1996 年 46 巻 4 号 p. 317-323
前立腺癌に対してLHRHA agonist (LHRHA) が使用されているが, その効果発現が他の内分泌療法に比べ遅いことや, 一過性のテストステロン上昇に伴う, flare upと呼ばれる臨床所見の悪化が問題とされている.これらに対し, エストロゲン (E) の併用効果を無作為割り付け法により検討した.

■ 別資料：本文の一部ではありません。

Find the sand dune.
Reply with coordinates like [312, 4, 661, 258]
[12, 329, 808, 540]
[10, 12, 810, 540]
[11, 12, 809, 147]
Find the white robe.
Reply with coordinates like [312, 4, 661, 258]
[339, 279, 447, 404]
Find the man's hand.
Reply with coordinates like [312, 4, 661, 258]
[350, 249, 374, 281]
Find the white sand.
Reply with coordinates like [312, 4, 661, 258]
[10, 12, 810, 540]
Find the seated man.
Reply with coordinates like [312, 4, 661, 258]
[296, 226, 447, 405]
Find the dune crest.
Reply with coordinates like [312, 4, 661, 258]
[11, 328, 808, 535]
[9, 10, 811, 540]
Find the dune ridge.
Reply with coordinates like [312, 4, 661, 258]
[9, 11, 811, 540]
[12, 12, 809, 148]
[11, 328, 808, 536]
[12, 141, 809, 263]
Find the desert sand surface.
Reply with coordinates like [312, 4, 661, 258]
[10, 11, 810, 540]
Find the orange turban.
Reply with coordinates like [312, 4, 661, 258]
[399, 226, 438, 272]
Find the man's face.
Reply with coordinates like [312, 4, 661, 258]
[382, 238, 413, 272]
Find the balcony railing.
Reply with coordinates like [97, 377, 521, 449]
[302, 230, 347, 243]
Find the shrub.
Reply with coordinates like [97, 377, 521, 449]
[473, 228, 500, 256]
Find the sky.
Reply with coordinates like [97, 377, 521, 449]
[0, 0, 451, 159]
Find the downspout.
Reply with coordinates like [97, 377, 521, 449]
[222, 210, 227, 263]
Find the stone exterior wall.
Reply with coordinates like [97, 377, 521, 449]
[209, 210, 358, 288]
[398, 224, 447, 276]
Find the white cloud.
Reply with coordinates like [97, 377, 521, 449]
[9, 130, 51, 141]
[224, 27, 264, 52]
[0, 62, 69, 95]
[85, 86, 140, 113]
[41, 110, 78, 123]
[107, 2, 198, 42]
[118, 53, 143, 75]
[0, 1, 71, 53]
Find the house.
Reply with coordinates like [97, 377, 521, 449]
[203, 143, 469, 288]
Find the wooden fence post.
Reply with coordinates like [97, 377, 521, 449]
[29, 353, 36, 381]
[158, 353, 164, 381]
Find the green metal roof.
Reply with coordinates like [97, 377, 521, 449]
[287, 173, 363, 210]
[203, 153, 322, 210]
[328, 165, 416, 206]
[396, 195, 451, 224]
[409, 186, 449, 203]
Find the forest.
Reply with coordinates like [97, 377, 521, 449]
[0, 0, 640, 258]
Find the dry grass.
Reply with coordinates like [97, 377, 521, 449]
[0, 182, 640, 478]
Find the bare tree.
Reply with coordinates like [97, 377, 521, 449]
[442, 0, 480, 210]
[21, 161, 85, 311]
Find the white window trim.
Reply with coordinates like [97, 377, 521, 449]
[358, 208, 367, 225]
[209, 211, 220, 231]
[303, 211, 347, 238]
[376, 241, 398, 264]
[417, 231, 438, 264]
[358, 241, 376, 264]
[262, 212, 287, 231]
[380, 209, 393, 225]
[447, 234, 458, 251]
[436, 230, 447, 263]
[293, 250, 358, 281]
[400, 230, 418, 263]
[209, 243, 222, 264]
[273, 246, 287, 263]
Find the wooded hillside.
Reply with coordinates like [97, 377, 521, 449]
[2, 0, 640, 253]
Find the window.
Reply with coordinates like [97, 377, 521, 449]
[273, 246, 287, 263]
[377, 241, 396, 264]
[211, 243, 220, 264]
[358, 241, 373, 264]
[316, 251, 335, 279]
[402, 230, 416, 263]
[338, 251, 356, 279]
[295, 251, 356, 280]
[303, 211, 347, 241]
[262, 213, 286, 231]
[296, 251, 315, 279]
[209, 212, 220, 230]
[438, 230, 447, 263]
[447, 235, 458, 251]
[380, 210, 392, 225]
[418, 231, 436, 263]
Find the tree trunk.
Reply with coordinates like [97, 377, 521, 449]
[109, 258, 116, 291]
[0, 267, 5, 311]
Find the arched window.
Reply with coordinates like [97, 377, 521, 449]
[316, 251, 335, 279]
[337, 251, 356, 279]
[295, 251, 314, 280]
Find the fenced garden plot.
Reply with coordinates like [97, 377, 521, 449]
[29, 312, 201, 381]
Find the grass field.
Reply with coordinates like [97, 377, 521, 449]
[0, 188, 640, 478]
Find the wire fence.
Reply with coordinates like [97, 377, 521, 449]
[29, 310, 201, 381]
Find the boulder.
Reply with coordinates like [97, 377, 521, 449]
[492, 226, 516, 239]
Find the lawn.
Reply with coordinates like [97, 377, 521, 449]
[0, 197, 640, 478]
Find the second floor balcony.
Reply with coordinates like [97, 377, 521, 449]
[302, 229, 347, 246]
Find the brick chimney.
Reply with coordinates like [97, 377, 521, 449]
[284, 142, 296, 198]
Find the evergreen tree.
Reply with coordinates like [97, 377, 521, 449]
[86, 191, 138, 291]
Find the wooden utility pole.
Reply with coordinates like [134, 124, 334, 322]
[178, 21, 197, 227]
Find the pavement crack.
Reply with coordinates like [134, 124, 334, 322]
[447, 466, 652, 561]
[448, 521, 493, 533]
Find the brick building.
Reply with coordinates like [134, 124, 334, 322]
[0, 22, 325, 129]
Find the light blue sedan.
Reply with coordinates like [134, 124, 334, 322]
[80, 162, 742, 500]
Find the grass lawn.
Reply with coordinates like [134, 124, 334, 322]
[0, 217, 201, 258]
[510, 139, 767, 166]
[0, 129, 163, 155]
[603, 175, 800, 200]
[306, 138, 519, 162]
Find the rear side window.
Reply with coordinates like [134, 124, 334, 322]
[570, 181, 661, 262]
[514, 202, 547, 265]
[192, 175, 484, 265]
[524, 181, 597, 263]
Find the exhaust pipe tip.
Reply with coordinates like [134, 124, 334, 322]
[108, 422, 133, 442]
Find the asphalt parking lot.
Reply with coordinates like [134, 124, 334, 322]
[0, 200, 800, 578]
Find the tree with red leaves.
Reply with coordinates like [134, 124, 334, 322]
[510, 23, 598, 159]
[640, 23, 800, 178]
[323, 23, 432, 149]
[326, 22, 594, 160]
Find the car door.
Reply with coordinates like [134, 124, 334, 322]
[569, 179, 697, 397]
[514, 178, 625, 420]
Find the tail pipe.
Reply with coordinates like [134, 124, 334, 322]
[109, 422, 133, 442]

A法ではEをLHRHA投与2週前に先行投与し, さらにLHRHA療法開始後1週間同時投与した.B法ではEをLHRHA療法開始とともに1週間のみ同時投与した.C法はLHRHA単独療法であった。B法とC法のテストステロンはA法に比べ, LHRHA投与後14日間に渡り著明な上昇を示した.臨床効果をPSA, 日本泌尿器科学会の臨床効果判定法, ならびに自覚症状により評価したが, 明らかな差を示したのは, A法が他法に対して示したLHRHA投与開始後2週間におけるPSAのみであった.重篤なflare upと, 心筋梗塞と判別が困難であった症例をBとC法にそれぞれ1例ずつ認めた.A法に心臓の副作用が多かった.著明に不良な予後因子持ち, 心臓に問題を有していない症例ではLHRHA療法の前にEを投与するべきと考える.